A proposito di edilizia. Uno degli episodi spiacevoli: il crollo di una palazzina del Dipartimento nel 2015.
“Ci ha insegnato che quello che è stato costruito dopo il 1960 è andato giù, mentre ciò che è stato costruito nel 1500 sta ancora là. I vecchi ‘Masterascio’, come diciamo noi in napoletano, erano molto più bravi di quelli moderni”.
È stato Presidente protempore della Scuola di Agraria e Medicina Veterinaria. Il rapporto tra i due ambiti?
“Per fare sinergia bisogna eliminare gli individualismi.

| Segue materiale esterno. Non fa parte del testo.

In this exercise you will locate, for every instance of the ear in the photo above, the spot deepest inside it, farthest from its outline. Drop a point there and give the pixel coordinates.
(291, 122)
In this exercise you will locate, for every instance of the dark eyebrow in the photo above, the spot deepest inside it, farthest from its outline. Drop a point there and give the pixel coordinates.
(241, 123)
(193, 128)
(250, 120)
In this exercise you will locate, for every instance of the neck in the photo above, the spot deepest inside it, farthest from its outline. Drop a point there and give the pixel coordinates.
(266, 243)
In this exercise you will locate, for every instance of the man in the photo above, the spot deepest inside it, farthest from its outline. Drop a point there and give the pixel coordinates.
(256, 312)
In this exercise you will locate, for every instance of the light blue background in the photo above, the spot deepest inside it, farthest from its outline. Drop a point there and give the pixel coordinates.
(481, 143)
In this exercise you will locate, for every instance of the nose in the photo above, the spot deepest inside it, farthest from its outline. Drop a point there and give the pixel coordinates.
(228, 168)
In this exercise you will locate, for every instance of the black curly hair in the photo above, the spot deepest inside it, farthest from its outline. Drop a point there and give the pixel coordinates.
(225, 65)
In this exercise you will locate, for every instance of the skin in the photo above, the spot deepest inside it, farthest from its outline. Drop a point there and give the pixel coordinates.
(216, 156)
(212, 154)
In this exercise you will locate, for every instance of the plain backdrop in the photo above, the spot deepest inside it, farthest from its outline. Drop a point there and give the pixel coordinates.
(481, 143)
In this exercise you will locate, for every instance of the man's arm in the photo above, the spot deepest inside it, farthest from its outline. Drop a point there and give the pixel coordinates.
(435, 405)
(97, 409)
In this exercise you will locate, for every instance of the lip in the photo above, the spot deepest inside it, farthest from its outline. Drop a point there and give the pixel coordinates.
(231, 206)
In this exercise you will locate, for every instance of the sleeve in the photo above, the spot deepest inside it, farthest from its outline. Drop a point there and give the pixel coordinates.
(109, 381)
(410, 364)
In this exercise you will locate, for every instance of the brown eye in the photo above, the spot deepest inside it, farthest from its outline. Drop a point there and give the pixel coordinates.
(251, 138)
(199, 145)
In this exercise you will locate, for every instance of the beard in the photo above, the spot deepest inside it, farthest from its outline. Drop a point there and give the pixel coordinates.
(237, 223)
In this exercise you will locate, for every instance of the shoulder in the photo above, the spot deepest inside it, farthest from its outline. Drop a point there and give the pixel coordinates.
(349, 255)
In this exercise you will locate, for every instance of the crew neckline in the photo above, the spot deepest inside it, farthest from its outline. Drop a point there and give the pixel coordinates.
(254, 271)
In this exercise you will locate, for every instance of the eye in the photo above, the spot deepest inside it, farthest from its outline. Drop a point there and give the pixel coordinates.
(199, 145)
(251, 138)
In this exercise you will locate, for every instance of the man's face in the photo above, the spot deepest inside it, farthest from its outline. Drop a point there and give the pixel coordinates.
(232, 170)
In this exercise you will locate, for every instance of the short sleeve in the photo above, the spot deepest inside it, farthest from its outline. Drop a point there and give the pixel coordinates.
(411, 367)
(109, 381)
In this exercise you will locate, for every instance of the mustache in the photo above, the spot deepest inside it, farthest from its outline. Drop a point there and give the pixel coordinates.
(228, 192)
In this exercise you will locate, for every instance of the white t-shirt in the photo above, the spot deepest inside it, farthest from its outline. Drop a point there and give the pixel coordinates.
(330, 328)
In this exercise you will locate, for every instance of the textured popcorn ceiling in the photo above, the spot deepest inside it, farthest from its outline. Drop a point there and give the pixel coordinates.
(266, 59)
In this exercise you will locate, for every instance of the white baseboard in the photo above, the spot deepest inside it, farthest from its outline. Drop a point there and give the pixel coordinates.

Purtroppo non è semplice perché sia ad Agraria sia a Veterinaria sono notevoli. Ognuno crede di essere migliore dell’altro. Sarebbe necessario iniziare a pensare a un bisogno reciproco e fare delle cose concrete. Di possibilità ce ne sono tantissime”.
La scomparsa a fine dicembre del Presidente della Scuola, il prof. Pasquale Lombardi…
“Avevamo un rapporto di stretta amicizia. Da Presidente spesso ho collaborato con lui perché sapevo chi era e che affidabilità aveva. Purtroppo è venuto a mancare all’improvviso e mi dispiace moltissimo. È stata una brutta perdita per l’Ateneo”.
Un Ateneo che, in occasione della lectio magistralis, ha espresso la volontà di continuare a collaborare con lei.
“La mia porta è sempre aperta. Negli ultimi due anni non sono mai entrato in Presidenza, perché le persone che ci sono hanno capacità ed è giusto che camminino con le proprie gambe. Se hanno bisogno di qualcosa sanno dove trovarmi”.